A new fiscal year dawns, along with a series of fresh storylines. So thanks for stopping by. As usual, your tips and comments are welcome, and you can follow me through the week on the twitters. (Note: TGIF is taking a summer break, so yes, this week's column is way shorter than usual; TGIF is taking next week off and will return July 14).
1. The PawSox' quest for a new stadium seemed dead as recently as last week. Yet even before that, there were indications that Governor Gina Raimondo would revisit the issue, in an attempt to salvage the deal and keep the Boston Red Sox top minor league franchise from leaving Rhode Island. Raimondo said a revamped deal addressed her concerns about protecting taxpayers. As a result, House and Senate Finance committees plan fall hearings on the proposal. It remains unclear when the whole General Assembly may vote on the plan, and if the PawSox will entertain out-of-state offers in the interim. Yet by deciding against considering the proposal as time runs out on the session, lawmakers avoided a situation with terrible optics. Critics still object to the idea of the state and Pawtucket helping to provide financing for the PawSox' wealthy ownership. During a news conference this week, Senate Finance Chairman William Conley called that one of the good questions to scrutinize during fall hearings.
2. The Rhode Island Working Families Party has made its presence felt, first by helping Marcia Ranglin-Vassell to oust House Majority Leader John DeSimone in a primary last year, and then by making paid sick leave one of the top issues of the 2017 General Assembly session. So what's next for the labor-backed progressive advocacy group? RIWFP state director Georgia Hollister Isman discusses that during an appearance this week on RIPR's Bonus Q&A.
3. The Democratic Governors Association is starting to train its attention on Cranston Mayor Allan Fung, the expected GOP gubernatorial candidate. That shows how we're heading into a slightly more active phase of next year's gubernatorial race. For weeks, the Republican Governors Association has waged a social media campaign against Governor Gina Raimondo, highlighting any hint of critical press in the local media.
4. Best wishes to Providence Journal sportswriter Brian MacPherson, who's leaving the newspaper for a gig with Athena Health in Massachusetts. It remains unclear if the ProJo will fill the job. (Recent employees who've decided to leave in recent years have not been replaced, although sports is considered a particularly important beat). On Facebook, MacPherson said in part, "I'm making the move of my own volition, trading the nights and weekends and travel of beat writing for the 9-to-5 normalcy and stability of the corporate world. I will never take for granted how fortunate I was to get to do this job. I owe enormous debts of gratitude to so many, from those who who hired me and edited my stories along the way (Dave Deland, Vin Sylvia, Mike McDermott, Bill Corey) to those I worked with (especially Tim Britton, my partner for the last 6 1/2 years) to my friends and colleagues on the Red Sox beat and beyond (too many talented people to name individually, though I owe Alex Speier a special debt of gratitude) to the Red Sox organization itself. The media has become a punching bag these days. To me, though, the media isn't its own entity. The media represents its readers and viewers -- and, in my case, that means it has been my honor to represent and ask questions on behalf of Red Sox fans in the press box at Fenway Park since 2010. Thank you to every single person who has read an article or listened to a podcast or clicked the little heart button on a bad-joke tweet over the years. I can't tell you how much I appreciate it."
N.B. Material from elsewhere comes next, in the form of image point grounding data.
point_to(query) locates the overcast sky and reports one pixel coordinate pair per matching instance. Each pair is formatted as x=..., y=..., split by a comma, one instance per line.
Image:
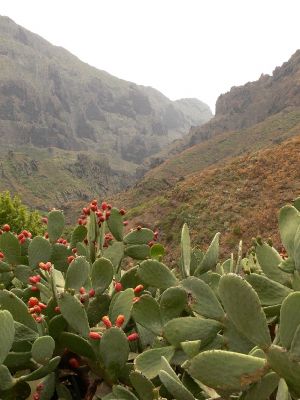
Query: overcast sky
x=184, y=48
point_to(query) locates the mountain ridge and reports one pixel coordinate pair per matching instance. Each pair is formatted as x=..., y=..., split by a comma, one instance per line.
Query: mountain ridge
x=69, y=104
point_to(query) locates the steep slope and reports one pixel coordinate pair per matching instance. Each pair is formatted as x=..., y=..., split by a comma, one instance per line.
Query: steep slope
x=247, y=105
x=215, y=151
x=240, y=199
x=48, y=97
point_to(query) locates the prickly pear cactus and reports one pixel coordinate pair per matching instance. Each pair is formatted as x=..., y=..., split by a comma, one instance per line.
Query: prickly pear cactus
x=100, y=315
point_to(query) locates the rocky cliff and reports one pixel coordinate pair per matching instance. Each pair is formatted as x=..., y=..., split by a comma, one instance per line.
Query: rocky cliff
x=247, y=105
x=48, y=97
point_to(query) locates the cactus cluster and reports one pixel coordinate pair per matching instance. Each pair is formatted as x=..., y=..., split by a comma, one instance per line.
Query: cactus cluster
x=100, y=316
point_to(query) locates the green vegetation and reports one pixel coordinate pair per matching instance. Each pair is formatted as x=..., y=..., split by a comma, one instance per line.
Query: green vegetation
x=17, y=215
x=103, y=317
x=233, y=198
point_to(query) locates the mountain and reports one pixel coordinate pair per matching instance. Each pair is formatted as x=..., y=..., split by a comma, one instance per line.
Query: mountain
x=234, y=172
x=246, y=105
x=49, y=98
x=239, y=198
x=68, y=131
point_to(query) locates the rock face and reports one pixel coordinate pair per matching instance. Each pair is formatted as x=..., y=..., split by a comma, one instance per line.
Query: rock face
x=247, y=105
x=48, y=97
5. Apropos a controversial New York production of Julius Caesar, give a listen to this provocative thoughtful discussion about theatre and politics, moderated by RIPR theatre critic Bill Gale, and featuring Tyler Dubrowski from Trinity Rep and Tony Estrella from the Gamm.
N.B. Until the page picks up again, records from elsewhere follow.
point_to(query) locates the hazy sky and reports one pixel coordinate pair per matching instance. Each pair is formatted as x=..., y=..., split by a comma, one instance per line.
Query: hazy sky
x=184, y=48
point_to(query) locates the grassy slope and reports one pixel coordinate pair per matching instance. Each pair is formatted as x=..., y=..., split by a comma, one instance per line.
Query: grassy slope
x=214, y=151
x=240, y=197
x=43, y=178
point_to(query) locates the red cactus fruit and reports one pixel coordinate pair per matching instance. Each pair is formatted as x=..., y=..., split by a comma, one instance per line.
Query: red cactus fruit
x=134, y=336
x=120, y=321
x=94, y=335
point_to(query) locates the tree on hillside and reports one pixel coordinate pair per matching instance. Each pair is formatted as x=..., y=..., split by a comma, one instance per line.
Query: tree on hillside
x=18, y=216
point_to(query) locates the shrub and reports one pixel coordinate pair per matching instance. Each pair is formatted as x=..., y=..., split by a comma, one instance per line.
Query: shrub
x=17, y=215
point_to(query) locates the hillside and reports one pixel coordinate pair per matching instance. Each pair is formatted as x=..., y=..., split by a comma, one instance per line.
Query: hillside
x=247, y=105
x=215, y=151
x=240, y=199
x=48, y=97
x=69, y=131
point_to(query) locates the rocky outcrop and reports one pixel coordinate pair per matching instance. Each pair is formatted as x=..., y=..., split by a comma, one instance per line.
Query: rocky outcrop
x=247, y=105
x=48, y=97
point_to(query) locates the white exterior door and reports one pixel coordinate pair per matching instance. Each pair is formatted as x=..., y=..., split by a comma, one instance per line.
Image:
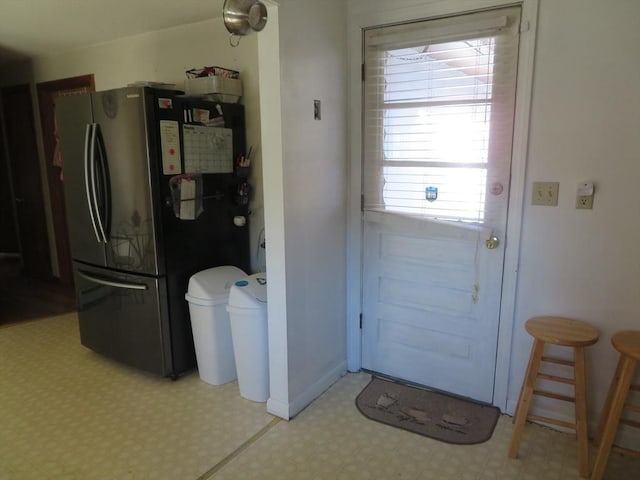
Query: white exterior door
x=438, y=122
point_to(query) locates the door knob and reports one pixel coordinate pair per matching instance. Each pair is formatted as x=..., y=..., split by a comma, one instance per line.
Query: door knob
x=492, y=242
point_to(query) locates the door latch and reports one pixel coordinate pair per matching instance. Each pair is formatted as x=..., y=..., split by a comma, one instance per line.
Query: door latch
x=492, y=242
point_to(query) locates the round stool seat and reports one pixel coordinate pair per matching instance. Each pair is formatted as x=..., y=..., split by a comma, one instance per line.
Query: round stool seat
x=628, y=343
x=562, y=331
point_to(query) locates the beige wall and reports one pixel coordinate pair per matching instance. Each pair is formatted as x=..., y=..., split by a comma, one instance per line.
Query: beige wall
x=584, y=127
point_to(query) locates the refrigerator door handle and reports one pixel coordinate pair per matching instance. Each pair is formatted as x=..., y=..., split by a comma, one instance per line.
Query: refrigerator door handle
x=104, y=186
x=112, y=283
x=88, y=176
x=94, y=186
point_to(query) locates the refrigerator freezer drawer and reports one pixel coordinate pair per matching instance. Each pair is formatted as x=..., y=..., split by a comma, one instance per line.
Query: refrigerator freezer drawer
x=124, y=317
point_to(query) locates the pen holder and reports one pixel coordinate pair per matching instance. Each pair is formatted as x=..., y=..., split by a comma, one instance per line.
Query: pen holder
x=242, y=193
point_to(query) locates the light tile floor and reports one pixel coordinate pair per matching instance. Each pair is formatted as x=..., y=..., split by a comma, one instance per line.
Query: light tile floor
x=66, y=413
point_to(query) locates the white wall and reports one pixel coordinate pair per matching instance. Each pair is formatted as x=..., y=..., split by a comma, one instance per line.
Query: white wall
x=313, y=200
x=584, y=127
x=164, y=56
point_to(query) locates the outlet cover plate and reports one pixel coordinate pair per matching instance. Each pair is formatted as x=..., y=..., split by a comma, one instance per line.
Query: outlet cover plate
x=584, y=202
x=545, y=193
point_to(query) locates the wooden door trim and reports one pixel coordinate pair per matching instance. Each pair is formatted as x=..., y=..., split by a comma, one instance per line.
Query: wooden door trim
x=47, y=92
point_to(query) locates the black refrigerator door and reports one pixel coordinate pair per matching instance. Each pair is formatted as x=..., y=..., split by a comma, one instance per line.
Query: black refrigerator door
x=81, y=174
x=132, y=238
x=124, y=317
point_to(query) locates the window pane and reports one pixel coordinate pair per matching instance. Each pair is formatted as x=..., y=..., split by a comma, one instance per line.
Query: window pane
x=458, y=133
x=461, y=192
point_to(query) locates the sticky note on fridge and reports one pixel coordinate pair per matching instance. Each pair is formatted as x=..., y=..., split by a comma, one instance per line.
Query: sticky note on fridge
x=170, y=146
x=187, y=199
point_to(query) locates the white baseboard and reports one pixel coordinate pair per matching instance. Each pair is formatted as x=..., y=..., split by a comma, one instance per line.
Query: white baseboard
x=296, y=405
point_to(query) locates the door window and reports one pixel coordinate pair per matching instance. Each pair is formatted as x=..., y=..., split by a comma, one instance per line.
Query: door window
x=439, y=101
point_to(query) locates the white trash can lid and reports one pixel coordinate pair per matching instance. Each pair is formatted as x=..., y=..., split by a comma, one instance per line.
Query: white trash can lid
x=249, y=292
x=211, y=286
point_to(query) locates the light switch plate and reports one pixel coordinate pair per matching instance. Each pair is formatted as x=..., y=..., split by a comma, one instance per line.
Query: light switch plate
x=545, y=193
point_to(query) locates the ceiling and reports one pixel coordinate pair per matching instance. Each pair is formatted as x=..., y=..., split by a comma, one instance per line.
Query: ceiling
x=31, y=28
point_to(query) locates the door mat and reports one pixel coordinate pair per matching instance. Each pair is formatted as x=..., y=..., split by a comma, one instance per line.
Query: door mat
x=425, y=412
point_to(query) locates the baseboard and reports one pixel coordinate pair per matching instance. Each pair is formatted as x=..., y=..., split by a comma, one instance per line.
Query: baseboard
x=296, y=405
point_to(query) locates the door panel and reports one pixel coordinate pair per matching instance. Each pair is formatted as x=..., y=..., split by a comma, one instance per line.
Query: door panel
x=132, y=241
x=74, y=115
x=438, y=122
x=425, y=317
x=124, y=317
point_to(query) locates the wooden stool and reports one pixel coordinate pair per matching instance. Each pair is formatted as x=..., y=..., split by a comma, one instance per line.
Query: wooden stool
x=567, y=333
x=628, y=344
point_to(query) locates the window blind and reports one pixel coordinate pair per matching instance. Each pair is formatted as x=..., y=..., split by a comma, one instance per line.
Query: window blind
x=438, y=114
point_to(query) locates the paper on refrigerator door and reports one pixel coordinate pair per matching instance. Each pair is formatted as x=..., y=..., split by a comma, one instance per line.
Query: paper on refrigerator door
x=170, y=145
x=187, y=199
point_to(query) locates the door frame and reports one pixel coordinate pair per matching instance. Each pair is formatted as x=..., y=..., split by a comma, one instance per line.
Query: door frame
x=47, y=92
x=369, y=13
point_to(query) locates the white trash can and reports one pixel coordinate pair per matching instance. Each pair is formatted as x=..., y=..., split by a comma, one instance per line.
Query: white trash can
x=248, y=315
x=207, y=294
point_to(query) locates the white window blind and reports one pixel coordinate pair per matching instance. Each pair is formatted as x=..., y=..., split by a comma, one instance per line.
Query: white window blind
x=438, y=114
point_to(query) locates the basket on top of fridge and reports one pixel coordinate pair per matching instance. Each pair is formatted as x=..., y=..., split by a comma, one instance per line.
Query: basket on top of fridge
x=214, y=83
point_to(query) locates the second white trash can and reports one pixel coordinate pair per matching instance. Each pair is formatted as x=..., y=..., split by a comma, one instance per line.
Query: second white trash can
x=207, y=294
x=248, y=315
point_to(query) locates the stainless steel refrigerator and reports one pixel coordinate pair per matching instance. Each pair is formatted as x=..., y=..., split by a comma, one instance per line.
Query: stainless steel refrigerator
x=132, y=252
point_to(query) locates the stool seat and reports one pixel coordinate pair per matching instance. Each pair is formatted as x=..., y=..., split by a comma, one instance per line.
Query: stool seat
x=627, y=343
x=562, y=331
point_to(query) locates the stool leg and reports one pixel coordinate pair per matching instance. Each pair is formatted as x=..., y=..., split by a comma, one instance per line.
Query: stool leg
x=524, y=402
x=607, y=403
x=627, y=369
x=581, y=412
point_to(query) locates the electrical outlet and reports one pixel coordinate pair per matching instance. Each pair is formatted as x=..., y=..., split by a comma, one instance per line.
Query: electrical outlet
x=584, y=197
x=545, y=193
x=584, y=202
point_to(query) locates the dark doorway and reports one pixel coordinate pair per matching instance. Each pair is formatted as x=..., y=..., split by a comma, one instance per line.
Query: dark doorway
x=24, y=173
x=47, y=93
6. Indivisible RI and other progressives have been pushing for legislative leaders to call a vote on a bill creating a separate law protecting abortion in the state. Supporters of the measure point to President Donald Trump's potential ability to remake the US Supreme Court. But the Democrats who rule the Statehouse show no real interest in bringing this legislation to a vote in this session. During a recent appearance on RIPR's Bonus Q&A, for example, House Majority Leader Joseph Shekarchi said any move to undo Roe v. Wade would take years. Yet leadership's disinclination to take up an abortion bill probably has more to do with the divisive nature of the issue and a political preference to maintain the status quo.
7. Keep July 10 on your calendar. That's the date for a forum in the state Senate District 13 special election, sponsored by What'sUpNewp. I'll be part of a panel grilling the candidates on a range of issues.